What makes Fish Out of Water so unforgettable is how it encapsulates the show’s deepest themes: alienation, self-sabotage, and the desire to be understood. Stripped of his voice, BoJack becomes just another creature trying to connect. It is in this voiceless space that we see him most clearly. The crushing realization comes when BoJack finally discovers he could have spoken all along by pressing a button on his helmet. But by then, the moment has passed.

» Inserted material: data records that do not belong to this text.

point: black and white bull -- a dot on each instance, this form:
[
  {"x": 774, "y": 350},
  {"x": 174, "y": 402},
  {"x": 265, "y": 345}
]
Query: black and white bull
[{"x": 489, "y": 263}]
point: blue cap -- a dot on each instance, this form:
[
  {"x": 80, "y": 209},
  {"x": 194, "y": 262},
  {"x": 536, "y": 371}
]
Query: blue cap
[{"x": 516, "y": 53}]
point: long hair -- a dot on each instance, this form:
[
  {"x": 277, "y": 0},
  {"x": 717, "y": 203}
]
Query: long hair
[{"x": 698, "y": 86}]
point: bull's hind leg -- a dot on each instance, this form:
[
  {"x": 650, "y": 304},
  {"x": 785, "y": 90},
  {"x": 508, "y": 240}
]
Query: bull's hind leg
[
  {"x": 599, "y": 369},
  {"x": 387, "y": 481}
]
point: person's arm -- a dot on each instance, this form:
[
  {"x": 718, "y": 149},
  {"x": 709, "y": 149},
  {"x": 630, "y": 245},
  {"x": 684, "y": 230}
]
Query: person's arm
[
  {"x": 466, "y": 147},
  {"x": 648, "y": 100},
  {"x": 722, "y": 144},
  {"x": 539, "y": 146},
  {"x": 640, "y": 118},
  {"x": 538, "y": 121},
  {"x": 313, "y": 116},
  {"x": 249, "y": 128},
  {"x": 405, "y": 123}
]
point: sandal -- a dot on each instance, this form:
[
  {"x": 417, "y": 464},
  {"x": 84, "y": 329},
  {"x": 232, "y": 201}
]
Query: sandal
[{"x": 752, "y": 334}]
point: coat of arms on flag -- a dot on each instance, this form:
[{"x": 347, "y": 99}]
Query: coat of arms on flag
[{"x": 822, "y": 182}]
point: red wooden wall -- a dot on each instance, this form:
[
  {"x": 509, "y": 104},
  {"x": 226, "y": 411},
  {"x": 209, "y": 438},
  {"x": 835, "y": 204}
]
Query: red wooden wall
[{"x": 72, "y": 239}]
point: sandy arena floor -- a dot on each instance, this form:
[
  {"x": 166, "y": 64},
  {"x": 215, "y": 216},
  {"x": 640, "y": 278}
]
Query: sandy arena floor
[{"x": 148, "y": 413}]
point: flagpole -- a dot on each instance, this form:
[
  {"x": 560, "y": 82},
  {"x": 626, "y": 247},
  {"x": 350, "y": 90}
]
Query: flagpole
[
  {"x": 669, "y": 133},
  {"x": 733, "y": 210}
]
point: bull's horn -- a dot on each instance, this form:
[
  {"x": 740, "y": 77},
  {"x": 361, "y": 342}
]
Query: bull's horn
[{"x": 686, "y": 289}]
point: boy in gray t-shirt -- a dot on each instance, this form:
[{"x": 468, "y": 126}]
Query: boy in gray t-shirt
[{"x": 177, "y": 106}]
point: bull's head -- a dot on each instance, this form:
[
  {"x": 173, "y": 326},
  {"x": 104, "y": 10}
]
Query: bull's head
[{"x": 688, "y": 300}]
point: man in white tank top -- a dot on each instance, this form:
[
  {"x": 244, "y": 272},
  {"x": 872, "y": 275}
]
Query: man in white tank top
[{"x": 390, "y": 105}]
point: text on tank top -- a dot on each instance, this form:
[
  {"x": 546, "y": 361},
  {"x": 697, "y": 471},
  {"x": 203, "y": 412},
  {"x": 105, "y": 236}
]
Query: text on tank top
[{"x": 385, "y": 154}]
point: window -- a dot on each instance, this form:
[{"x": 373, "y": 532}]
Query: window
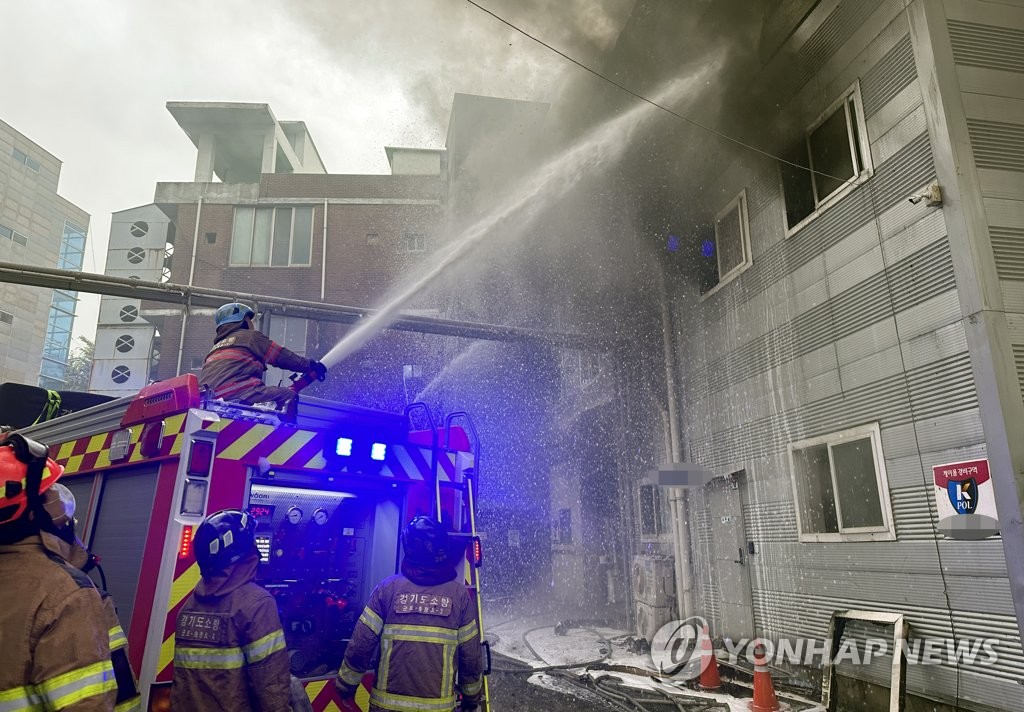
[
  {"x": 6, "y": 232},
  {"x": 416, "y": 242},
  {"x": 271, "y": 237},
  {"x": 653, "y": 512},
  {"x": 290, "y": 332},
  {"x": 728, "y": 252},
  {"x": 27, "y": 160},
  {"x": 836, "y": 150},
  {"x": 563, "y": 528},
  {"x": 841, "y": 489}
]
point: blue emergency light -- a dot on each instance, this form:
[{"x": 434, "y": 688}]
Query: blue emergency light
[{"x": 343, "y": 447}]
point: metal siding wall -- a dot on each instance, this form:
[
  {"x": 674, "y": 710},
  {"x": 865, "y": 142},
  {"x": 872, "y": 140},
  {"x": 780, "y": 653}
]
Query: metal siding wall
[{"x": 805, "y": 342}]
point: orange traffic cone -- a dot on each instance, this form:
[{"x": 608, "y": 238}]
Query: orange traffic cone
[
  {"x": 709, "y": 665},
  {"x": 764, "y": 692}
]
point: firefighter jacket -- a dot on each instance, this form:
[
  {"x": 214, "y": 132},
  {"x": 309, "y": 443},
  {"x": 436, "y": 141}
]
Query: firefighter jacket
[
  {"x": 128, "y": 699},
  {"x": 229, "y": 647},
  {"x": 54, "y": 636},
  {"x": 425, "y": 624},
  {"x": 239, "y": 358}
]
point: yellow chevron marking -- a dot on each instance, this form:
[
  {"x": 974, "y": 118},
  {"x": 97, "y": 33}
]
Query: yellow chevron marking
[
  {"x": 183, "y": 585},
  {"x": 312, "y": 689},
  {"x": 166, "y": 654},
  {"x": 96, "y": 443},
  {"x": 290, "y": 447},
  {"x": 103, "y": 459},
  {"x": 241, "y": 447}
]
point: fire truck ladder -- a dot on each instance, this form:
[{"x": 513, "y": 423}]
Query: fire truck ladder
[{"x": 469, "y": 487}]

This cruel twist isn't played for comedy: it stings with tragic resonance. BoJack Horseman has always been about missed chances and emotional paralysis. In this episode, we see how often BoJack waits too long and how often he lets fear and self-loathing get in the way of meaning. The underwater silence is a metaphor for his whole life: full of things he should have said, but didn’t.
Why BoJack Horseman’s underwater episode changed everything

Fans and critics alike point to Fish Out of Water as the moment BoJack Horseman proved it wasn't just an adult cartoon but a genre-defying work of art. It changed the way viewers perceived the series. It dared to take away the show’s signature witty dialogue and instead replace it with vulnerability, visual poetry, and a profound sense of loneliness. On Reddit, viewers often describe rewatching the episode and noticing new layers of meaning in each scene.
Beyond just emotional depth, the episode showcases BoJack Horseman's mastery of tone. It balances humor with heartbreak, absurdity with sincerity. BoJack’s clumsy attempts to help the seahorse baby, his small acts of compassion, and his final moment of emotional isolation all culminate in a wordless but devastating finale. It proves that even a talking horse can break your heart.
BoJack Horseman beneath the surface

In the grand narrative arc of Fish Out of Water stands as a visual elegy to all the things left unsaid. It reframes BoJack not as a cynical celebrity caricature, but as someone profoundly lost in his own silence. It forces the audience to listen to what isn’t being spoken, and in doing so, redefines what television can be.
For a show that began as a satire, BoJack Horseman grew into something far more sincere: a meditation on regret, redemption, and the impossibility of truly being known. This underwater episode didn’t just show me BoJack's soul. It showed me mine too.